Jahan Nama (Persian: جهان نما, also Romanized as Jahān Namā) is a village in Chaharkuh Rural District, in the Central District of Kordkuy County, Golestan Province, Iran. At the 2006 census, its population was 99, in 43 families.
This area is situated in the southern heights of Gorgan and the southeast of Kord Kooy (the Mountain of Kurd). In 1973, it was claimed as a protected place with 30,650 hectares in area.
The most important varieties of wildlife are: wild goat, wild sheep, vension, panther, wolf, beer, owl, eagle, shoulca, weasel, and porcupine and its important plants are: Rosh, Azad, Barberry, Sorkhdar, Kolahe Mir Hassan, Bolandmaza Namdar, Borage Cowslipe, Ras, and Darmaneh. Several studies in the area found 1350 specimens, which included a total number of 607 vascular plant species that were identified from this area belonging to 329 genera and 85 families.
The most important rivers and springs of this protected place are: Sefid Rood, Tarkan, Mahzi, Chaar Baq, Ziyarat, Marsang, Sbumargah, Shahpasand, Haji Abad, Gachian, Mord Cheshmeh, Vara, Khosh Dasti, Kalichal, Qormehtou, Pazeebon.

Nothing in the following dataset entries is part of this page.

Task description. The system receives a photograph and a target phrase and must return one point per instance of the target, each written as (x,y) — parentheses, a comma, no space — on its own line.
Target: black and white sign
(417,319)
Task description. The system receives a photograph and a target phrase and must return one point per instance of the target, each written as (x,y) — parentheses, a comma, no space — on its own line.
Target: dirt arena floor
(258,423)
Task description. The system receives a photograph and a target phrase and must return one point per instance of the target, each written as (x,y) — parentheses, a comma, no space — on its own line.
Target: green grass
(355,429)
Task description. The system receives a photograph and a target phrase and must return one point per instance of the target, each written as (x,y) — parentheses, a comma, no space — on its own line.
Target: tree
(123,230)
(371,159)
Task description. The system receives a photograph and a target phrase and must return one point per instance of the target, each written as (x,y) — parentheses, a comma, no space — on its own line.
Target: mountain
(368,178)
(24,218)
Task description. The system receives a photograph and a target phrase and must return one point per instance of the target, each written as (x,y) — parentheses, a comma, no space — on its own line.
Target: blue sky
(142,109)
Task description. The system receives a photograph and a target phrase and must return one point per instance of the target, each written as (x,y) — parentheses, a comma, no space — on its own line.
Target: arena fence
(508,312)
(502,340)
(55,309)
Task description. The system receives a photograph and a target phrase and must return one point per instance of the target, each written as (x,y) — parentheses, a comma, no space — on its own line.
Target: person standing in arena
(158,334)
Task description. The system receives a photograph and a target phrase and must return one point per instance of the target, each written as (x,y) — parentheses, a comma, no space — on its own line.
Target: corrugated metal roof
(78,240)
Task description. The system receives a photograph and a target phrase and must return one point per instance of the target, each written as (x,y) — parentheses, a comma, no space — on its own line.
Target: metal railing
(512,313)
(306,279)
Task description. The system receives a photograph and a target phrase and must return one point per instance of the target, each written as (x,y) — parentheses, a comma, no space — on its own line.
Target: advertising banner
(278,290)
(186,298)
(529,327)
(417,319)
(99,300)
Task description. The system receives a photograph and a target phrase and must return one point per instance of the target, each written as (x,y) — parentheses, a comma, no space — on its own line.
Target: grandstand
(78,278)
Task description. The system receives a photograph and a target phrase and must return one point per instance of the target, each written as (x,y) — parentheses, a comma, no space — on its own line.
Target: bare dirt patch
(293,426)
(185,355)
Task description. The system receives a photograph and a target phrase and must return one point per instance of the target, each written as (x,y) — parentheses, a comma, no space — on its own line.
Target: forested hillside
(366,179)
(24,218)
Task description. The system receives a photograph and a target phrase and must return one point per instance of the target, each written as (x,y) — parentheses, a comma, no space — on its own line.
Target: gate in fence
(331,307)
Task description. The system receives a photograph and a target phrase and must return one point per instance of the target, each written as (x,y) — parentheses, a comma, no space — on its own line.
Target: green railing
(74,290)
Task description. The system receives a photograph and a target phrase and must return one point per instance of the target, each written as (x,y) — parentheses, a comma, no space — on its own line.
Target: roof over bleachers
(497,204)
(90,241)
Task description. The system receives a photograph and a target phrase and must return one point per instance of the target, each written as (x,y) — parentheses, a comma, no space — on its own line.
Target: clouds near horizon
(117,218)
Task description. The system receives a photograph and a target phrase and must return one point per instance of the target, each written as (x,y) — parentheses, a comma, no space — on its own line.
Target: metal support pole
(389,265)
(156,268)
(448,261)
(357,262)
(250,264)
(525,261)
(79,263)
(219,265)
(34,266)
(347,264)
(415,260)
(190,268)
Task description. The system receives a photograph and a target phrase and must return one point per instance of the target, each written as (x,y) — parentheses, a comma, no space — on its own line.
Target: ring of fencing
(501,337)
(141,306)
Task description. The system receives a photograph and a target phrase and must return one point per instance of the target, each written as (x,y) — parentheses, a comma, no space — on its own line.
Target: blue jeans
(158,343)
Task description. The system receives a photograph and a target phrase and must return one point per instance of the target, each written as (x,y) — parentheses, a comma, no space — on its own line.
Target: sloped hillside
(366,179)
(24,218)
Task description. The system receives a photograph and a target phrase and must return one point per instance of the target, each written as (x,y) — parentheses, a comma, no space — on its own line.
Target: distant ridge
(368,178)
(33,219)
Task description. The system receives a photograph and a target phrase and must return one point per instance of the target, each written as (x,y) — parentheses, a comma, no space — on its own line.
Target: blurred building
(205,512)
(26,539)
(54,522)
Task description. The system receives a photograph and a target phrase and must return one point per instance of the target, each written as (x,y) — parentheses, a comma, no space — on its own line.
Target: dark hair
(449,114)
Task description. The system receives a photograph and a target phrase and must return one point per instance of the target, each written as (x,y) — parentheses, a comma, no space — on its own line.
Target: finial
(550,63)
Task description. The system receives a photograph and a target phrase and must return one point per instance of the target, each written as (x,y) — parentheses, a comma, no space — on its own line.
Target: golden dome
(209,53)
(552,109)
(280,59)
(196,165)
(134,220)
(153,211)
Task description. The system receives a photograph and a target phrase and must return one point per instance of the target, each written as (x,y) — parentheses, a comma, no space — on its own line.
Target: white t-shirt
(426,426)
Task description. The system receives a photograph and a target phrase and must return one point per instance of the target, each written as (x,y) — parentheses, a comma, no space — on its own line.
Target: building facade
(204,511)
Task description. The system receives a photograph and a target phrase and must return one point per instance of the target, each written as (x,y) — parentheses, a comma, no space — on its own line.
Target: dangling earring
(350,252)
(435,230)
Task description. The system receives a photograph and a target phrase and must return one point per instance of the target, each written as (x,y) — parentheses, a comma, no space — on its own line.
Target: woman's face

Ancient relics of the said area are: water tank, ancient center of Kamarsarak and Jelingbling, Imamzadeh Razi and Marzieh, and the tower western of Radkan.
Gonbad-e Qabus Tower is a monument in Gonbad-e Qabus, Iran, and a UNESCO World Heritage Site since 2012.
The Tower in the central part of the city reaches 72 metres (236 ft) (including the height of the platform).
The baked-brick-built tower is an enormous decagon building with a conic roof, which forms the golden ratio Phi, that equals 1.618. The interiors contain the earliest examples of Muqarnas decorative styles. The decagon with its 3 meter-thick wall, divided into 10 sides, has a diameter of 17 m . The Tower was built on such a scientific and architectural design that at the front of the Tower, at an external circle, one can hear one’s echo.
The tower was built in 1006 AD on the orders of the Ziyarid Amir Shams ol-Ma’āli Qabus ibn Wushmgir (شمس المعالي قابوس بن وشمگير). It is located 3 km north of the ancient city of Jorjan, from where the Ziyarid dynasty ruled. The tower is over 1000 years old.
Khalid Nabi Cemetery (fa. گورستان خالد نبی, cemetery of the prophet Khaled) is a cemetery in northeastern Iran’s Golestan province, roughly 65km northeast of Gonbad-e Kavous, in the Gokcheh Dagh hills of Turkmen Sahra. It is mainly situated on a mountain ridge about 1 km distance from the mausoleum called “Khaled Nabi” who according to oral tradition of the Yomut Turkomans was a pre-Islamic prophet (payghambar).
The cemetery was visited in 1979 and 1980 by the archeologist David Stronach . He found over 600 standing stones which are spread out in several locations. About half of them are on the ridge which he calls ” High Plateau ” South and south-east of that are small groups of stones on several other ridges and hillocks. At some distance there is another group of perhaps 150 stones which are distributed over a wide area on the south side of the mountain. Stronach noted two types of gravestones on the site. In both he saw “highly stylized representations of people.”
In popular media the stones are often described as examples of phallic architecture and a major tourist attraction. Touristic visitors often have perceived the cylindrical shafts with the thicker top as depictions of male phalli. This gave rise to popular guesses about preislamic fertility cults as background to such perceived depictions. Consequently the rounded, second type of stones were attributed to female forms and graves. Such descriptions have added to the popularity of the site for visitors from distant parts of Iran.
The cemetery is now a national heritage site protected by the Iranian government.